I keep thinking it’ll be better once this or that happens, like it’ll be better once we buy the house, or it would be better if I could move back to Houston, or I would be better off divorced or whatever other fix it scheme I come up with at any given time, but rationally I know that the problem isn’t the place or the people, the problem is me.
I just don’t know how to fix me. I can change the world around me, I’m strong enough, determined enough and calculating enough to do that, but I don’t know how to change myself. I don’t even know what the problem is. Maybe if I could figure that out I could fix it, but I don’t know how.

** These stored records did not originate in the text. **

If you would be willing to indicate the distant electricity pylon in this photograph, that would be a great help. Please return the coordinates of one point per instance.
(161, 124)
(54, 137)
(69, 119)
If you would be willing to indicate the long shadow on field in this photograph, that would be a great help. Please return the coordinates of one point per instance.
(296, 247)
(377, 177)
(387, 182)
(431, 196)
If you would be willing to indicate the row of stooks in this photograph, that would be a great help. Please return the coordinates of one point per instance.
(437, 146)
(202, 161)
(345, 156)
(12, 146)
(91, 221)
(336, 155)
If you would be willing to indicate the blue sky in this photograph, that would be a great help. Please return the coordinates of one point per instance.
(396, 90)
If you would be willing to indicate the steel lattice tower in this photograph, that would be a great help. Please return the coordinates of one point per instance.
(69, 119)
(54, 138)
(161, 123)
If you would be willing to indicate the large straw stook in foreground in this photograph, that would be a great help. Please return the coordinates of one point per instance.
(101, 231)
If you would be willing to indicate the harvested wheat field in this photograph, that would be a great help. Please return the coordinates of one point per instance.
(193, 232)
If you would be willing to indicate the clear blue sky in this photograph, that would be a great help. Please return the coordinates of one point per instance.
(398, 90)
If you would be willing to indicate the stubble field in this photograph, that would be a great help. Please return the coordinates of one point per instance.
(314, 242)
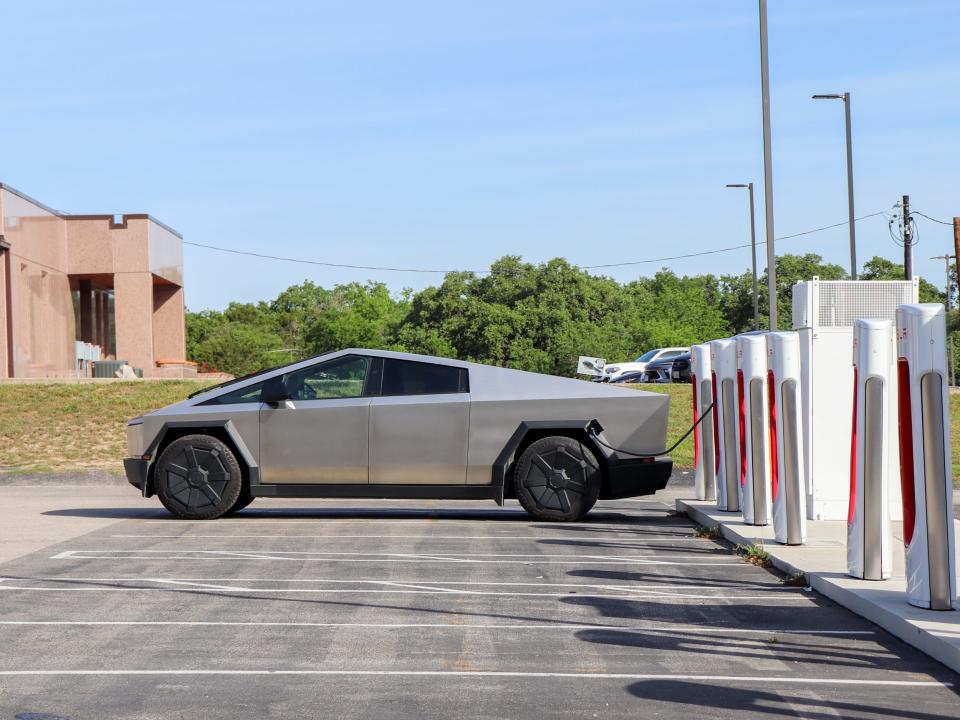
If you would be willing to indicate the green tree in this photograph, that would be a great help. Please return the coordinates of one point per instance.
(356, 316)
(878, 268)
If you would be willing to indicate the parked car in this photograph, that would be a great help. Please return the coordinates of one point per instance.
(614, 370)
(635, 376)
(675, 369)
(375, 424)
(680, 372)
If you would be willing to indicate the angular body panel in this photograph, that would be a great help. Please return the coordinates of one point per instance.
(386, 424)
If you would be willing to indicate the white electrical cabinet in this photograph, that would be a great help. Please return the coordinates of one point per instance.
(823, 314)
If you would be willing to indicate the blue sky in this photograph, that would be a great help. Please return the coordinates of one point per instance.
(447, 134)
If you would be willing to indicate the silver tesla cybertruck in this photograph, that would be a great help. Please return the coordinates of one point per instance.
(375, 424)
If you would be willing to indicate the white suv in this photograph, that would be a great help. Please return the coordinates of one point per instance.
(615, 370)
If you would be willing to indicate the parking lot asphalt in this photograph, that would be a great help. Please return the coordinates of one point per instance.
(434, 610)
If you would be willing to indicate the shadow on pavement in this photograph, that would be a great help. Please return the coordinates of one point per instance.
(786, 702)
(108, 513)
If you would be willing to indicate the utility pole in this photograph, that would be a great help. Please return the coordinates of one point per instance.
(946, 261)
(907, 240)
(956, 237)
(767, 167)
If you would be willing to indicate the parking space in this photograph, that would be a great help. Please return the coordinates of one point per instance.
(380, 609)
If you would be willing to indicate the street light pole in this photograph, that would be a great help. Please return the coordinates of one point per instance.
(850, 214)
(767, 167)
(753, 250)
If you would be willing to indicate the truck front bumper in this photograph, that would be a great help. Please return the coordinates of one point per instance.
(136, 471)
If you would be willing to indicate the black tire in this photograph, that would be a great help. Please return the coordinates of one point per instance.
(557, 478)
(198, 478)
(243, 500)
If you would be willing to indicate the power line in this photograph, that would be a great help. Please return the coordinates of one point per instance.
(726, 249)
(322, 263)
(303, 261)
(917, 212)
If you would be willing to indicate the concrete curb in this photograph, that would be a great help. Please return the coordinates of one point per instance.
(823, 561)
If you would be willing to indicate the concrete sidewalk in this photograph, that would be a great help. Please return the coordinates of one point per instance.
(823, 561)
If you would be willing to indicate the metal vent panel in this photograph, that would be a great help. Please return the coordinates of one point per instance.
(841, 302)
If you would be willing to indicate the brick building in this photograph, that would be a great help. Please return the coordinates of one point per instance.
(70, 283)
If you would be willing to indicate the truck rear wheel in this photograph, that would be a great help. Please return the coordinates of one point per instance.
(557, 478)
(198, 478)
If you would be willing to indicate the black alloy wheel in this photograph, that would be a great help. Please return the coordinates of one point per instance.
(198, 478)
(557, 478)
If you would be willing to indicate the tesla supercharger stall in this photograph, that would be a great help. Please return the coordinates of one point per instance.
(925, 476)
(723, 364)
(705, 477)
(753, 417)
(784, 404)
(869, 544)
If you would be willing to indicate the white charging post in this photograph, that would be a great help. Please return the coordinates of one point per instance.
(786, 438)
(869, 553)
(754, 431)
(925, 473)
(701, 379)
(723, 363)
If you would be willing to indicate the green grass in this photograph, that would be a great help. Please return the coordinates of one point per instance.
(60, 426)
(74, 426)
(754, 553)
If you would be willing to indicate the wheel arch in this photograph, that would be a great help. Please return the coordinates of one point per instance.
(528, 432)
(223, 430)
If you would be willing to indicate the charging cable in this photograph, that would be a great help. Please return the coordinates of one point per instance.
(592, 431)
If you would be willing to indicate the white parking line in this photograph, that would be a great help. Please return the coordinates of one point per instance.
(460, 538)
(654, 629)
(184, 588)
(379, 521)
(766, 680)
(359, 557)
(375, 581)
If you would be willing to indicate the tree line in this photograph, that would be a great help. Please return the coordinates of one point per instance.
(537, 317)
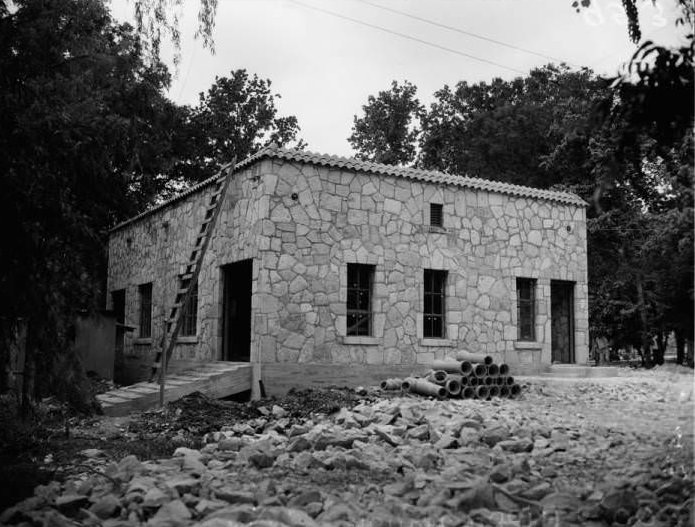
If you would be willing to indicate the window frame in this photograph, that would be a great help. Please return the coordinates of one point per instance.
(365, 273)
(526, 309)
(437, 215)
(433, 319)
(145, 314)
(189, 324)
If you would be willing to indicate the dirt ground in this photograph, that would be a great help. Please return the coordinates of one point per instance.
(609, 451)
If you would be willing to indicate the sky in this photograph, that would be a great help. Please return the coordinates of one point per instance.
(325, 57)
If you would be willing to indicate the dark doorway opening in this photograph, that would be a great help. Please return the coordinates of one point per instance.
(118, 303)
(236, 311)
(562, 321)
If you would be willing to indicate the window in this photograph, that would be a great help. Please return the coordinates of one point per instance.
(435, 300)
(436, 215)
(359, 301)
(526, 308)
(189, 325)
(145, 295)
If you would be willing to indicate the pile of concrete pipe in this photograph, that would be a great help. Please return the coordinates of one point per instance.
(468, 376)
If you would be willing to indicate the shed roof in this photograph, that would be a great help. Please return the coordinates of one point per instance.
(429, 176)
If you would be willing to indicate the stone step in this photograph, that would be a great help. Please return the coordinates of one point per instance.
(215, 379)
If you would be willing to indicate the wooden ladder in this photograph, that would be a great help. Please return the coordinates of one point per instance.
(189, 278)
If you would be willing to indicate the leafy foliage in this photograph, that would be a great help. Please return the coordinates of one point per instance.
(387, 132)
(237, 116)
(531, 131)
(85, 134)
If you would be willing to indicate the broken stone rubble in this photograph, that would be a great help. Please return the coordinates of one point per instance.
(403, 459)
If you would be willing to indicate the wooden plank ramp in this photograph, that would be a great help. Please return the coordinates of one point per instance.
(214, 379)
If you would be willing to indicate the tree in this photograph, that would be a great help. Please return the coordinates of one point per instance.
(387, 132)
(531, 131)
(237, 116)
(85, 132)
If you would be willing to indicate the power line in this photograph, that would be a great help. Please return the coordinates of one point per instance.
(409, 37)
(463, 32)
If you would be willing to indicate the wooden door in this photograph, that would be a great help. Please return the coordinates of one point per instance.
(236, 311)
(562, 321)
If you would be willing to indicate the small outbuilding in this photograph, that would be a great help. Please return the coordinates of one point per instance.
(324, 269)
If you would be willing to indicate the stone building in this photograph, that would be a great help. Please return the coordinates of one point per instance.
(331, 270)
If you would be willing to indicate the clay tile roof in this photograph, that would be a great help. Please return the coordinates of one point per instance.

And yet I have to figure it out, the idea that unhappiness is just part and parcel of the human condition terrifies me. Baseless, uncontrollable unhappiness. How does one live like that? And what on earth am I teaching my children? Because I can act cheerful all I want, I can play with them and laugh with them but the undercurrent of sadness is always there and I don’t want them to grow up thinking that it’s normal. I hate writing these posts, it’s like I’m admitting to defeat but invariably I feel better after, like it’s not such a terrible secret if I can share it here.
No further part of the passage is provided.